What makes Elasticsearch attractive as a technology?

There's actually a lot of similarities between Solr and Elasticsearch technologies. Both Elasticsearch and Solr are built on top of Lucene, and they're both Java-based Apache-licensed open source software. The feature sets for both of them are very comparable, partly because they're both built on top of Lucene.  Both technologies offer:
  • Java API and REST
  • Faceting
  • Highlighting
  • Replication
  • Distribution
But despite the similarities, or maybe because of them, Elasticsearch has seen tremendous growth in mindshare over the last two years. Google Trends shows that Elasticsearch interest surpassed interest in Solr in 2014.  So, at this point, while the Solr community is significantly bigger and Solr is more mature, Elasticsearch is growing quickly and is expected to grow even faster, especially now after Elasticsearch received $70 million of venture funding in June 2014.

Compared to Solr, opinions about ElasticSearch are often that it is simpler to configure and administer, it's use of REST and JSON is more intuitive, and it is built on an architecture that was designed from the ground up for distributed scaling.

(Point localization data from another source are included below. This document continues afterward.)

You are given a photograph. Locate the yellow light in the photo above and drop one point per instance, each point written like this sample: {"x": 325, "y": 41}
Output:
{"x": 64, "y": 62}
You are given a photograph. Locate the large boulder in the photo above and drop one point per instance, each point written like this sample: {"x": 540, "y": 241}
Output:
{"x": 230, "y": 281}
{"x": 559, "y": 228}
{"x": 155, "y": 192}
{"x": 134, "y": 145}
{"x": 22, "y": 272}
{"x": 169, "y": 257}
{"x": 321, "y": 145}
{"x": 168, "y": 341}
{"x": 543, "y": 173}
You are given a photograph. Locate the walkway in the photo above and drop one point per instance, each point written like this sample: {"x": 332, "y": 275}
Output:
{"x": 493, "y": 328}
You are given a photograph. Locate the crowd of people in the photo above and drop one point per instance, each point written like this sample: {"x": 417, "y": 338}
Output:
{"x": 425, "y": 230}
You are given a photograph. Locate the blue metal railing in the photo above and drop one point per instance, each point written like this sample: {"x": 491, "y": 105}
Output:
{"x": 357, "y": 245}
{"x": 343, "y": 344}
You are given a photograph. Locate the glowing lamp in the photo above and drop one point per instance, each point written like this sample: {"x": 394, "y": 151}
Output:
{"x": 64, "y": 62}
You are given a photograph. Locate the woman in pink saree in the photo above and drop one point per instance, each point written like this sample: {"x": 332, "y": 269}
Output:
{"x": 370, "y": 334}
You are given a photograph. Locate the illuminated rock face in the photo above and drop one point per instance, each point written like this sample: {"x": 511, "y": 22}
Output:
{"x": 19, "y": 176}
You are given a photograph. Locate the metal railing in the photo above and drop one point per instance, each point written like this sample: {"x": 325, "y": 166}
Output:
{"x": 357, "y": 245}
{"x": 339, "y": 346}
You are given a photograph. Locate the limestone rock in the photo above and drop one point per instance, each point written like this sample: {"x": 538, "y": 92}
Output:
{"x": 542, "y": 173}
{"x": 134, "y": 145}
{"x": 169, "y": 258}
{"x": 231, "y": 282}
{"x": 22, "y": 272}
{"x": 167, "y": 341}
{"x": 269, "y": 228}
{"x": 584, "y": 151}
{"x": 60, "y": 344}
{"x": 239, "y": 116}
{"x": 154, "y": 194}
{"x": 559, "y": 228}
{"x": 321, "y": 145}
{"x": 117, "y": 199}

Nuxeo Implementation of Elasticsearch

Some of the benefits of Elasticsearch derived by Nuxeo in their 6.0 release include:

  • Faster full text search
  • Query features like facets, geo location, and "more results like this"
  • Consistency with Nuxeo's NXQL query language
  • Ability to aggregate data for running reports and generating statistics
  • Highly scalability horizontally by adding Elasticsearch nodes
Eric Barroca, Nuxeo CEO, commented that "with Elasticsearch, we have separated the query engine from the database, which has major implications for architectural flexibility and performance.  Because Elasticsearch scales horizontally, the Nuxeo Platform now has virtually infinite scalability.”


Eventual Consistency


When working with Alfresco and Solr implementations I first ran into the problem of 'eventual consistency'.  I like Nuxeo's solution for this with their Elasticsearch implementation.

In short, the problem is that a repository which uses an external search engine often takes time to update the search indexes after any changes are made in the repository.  As a way to make client software seem more responsive, repositories like Alfresco and Nuxeo separate out the process of updating the search index from the database transaction. 

'Eventual consistency' or 'asynchronous indexing' refers to a small gap of time, often just seconds, between when a database operation occurs and when the request to update the search index to reflect the data changes is queued and then finally processed.  Ultimately both the database and search index will be consistent.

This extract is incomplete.